Une étude menée par l’Université de Stirling met en évidence le lien direct entre les changements d’usage des terres et l’augmentation du risque de transmission de maladies zoonotiques/vectorielles (qui passent de l’animal à l’humain).

Certaines activités humaines accentuent la propagation de maladies

Les chercheurs montrent que des activités humaines telles que la déforestation, l’agriculture intensive, l’urbanisation rapide et la fragmentation des habitats favorisent la propagation de maladies comme le/la Covid-19 ou le paludisme, notamment celles transmises par les moustiques, les rongeurs et les chauves-souris.

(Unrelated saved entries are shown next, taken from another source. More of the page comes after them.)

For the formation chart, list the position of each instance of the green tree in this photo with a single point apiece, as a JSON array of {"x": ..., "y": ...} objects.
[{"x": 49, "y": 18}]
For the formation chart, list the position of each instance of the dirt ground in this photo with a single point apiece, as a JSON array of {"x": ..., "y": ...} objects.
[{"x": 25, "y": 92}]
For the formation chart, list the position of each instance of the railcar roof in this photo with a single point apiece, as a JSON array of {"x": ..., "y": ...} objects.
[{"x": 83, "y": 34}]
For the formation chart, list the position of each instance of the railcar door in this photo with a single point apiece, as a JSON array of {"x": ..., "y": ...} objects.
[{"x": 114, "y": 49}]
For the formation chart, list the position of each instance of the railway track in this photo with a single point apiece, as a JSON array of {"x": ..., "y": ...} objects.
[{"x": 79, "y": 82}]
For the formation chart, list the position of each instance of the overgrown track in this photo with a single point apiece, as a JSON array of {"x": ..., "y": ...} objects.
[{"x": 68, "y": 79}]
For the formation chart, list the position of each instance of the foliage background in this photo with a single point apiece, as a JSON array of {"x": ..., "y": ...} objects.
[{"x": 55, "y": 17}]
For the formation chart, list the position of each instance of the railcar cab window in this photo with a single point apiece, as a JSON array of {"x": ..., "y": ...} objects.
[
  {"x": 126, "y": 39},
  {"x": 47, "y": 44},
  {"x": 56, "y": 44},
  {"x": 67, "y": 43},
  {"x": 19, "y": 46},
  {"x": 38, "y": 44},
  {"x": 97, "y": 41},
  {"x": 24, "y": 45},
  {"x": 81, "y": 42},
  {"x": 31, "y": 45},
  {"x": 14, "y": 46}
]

En cause : la levée des barrières écologiques naturelles

En effet, ces transformations environnementales rapprochent les populations humaines de la faune sauvage. Cela perturbe donc les barrières écologiques naturelles qui limitaient auparavant la transmission des pathogènes.

La restauration écologique réduirait les risques sanitaires

L’étude souligne que certaines actions de restauration et de préservation écologiques peuvent réduire les risques sanitaires. La protection des zones humides et la conservation des habitats naturels seraient ainsi associées à une diminution des maladies transmises par les moustiques.

Toutefois, certaines initiatives, comme la reforestation, peuvent temporairement augmenter les risques durant les premières phases de régénération, notamment pour les maladies transmises par les tiques ou les moustiques.

Les chercheurs pointent aussi un déséquilibre important dans les données scientifiques disponibles : la majorité des études ont été menées dans des pays riches, alors que les régions les plus exposées (Afrique, Asie du Sud-Est, Amérique latine) restent sous-étudiées.